钟:这句话是我五年前提出来的,把时间空间化。比如你们下午来我这里,对昨天来说,这是未来,但其实这个空间是早就存在的,只不过,你的时间还没走到这个地方。还有为什么我们能从过去到现在的线索中推算出未来呢?哪怕是模糊的推算出结果,这说明它早就存在,在那里等我们。

能够眼见为实的全部都是过去,我们永远看不到正在发生的现在。

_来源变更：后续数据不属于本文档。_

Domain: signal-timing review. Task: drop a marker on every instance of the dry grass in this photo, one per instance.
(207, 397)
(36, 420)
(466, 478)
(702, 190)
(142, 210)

比如咱们相隔1米远,我看到的是3.34纳米秒以前的你,往更远处,看到1公里远是3.34微米秒以前的存在,再远,看到的是1.28秒以前的月亮,8分钟以前的太阳,直到137亿年前的宇宙诞生的早期。过去、现在、未来并存在不同的空间位置,时空实际上是一体化的。假设我们能够在不同光年的星际假设哈勃望远镜回看地球,一定会看到地球的全部过去,曾经发生过的一切都没有真正消失,而是在抵达遥远星球的路上。

面对过去现在未来共存的宇宙,人作为信息接收器,时常会跳频,有时你到一个新地方,虽未到过却觉得似曾相识异常熟悉,这实际上是未来的信息跳频前置。当我们有这样的认知,意味着这个频道打开,相关信息就来了。有一次我去银行办事,驾车离开时经过看门老头,他很奇怪地问我:“你怎么刚走就又回来了?”我当时莫名其妙,不知道他说什么。交完停车费出来后,我在另一个地方办完事,才发现我把墨镜掉在银行了,我得回去取。太神了,竟然被收费的老头不幸言中。当我取完墨镜,再次经过看门老头时,我对他说:“这下好了,你说我又回来我就又回来,你太神了!”但他却茫然没有反应,即使我重复递话。我给朋友打电话讲述了这次奇怪的未卜先知,着重前半段,因为后半段老头的反应削弱了戏剧性。放下电话之后我突然惊觉更神奇的情况已经发生了,那就是我与老头两次见面的顺序相反,颠倒过来了,他第一次见我实际上是第二次见我,而第二次见我恰恰是第一次见我。否则,他第二次见我对他来说应该有第三次见我的印象了,可他却不知道我在说什么,就像我第一次见他时不知道他在说什么一样。


新:你有如此强烈重视时空观,为什么?

钟:大学毕业考察的时候,我第一次到了陕西、山西、甘肃、河南等地,参观了这些地方为数众多的博物馆和文明遗迹,深感不同年代的遗存与我们共处当下,不同的只是生产时间上的差异。这时,我突然觉得有一种和亿万年前时空接通电流的感觉,自己仿佛从远古生成而来,22岁仅仅是我成形的时间而已。就像一块宋朝的古玉虽雕琢于宋代,但玉料却是亿万年的造化。从那以后,时空观的推进就成了我主要的进化方式之一。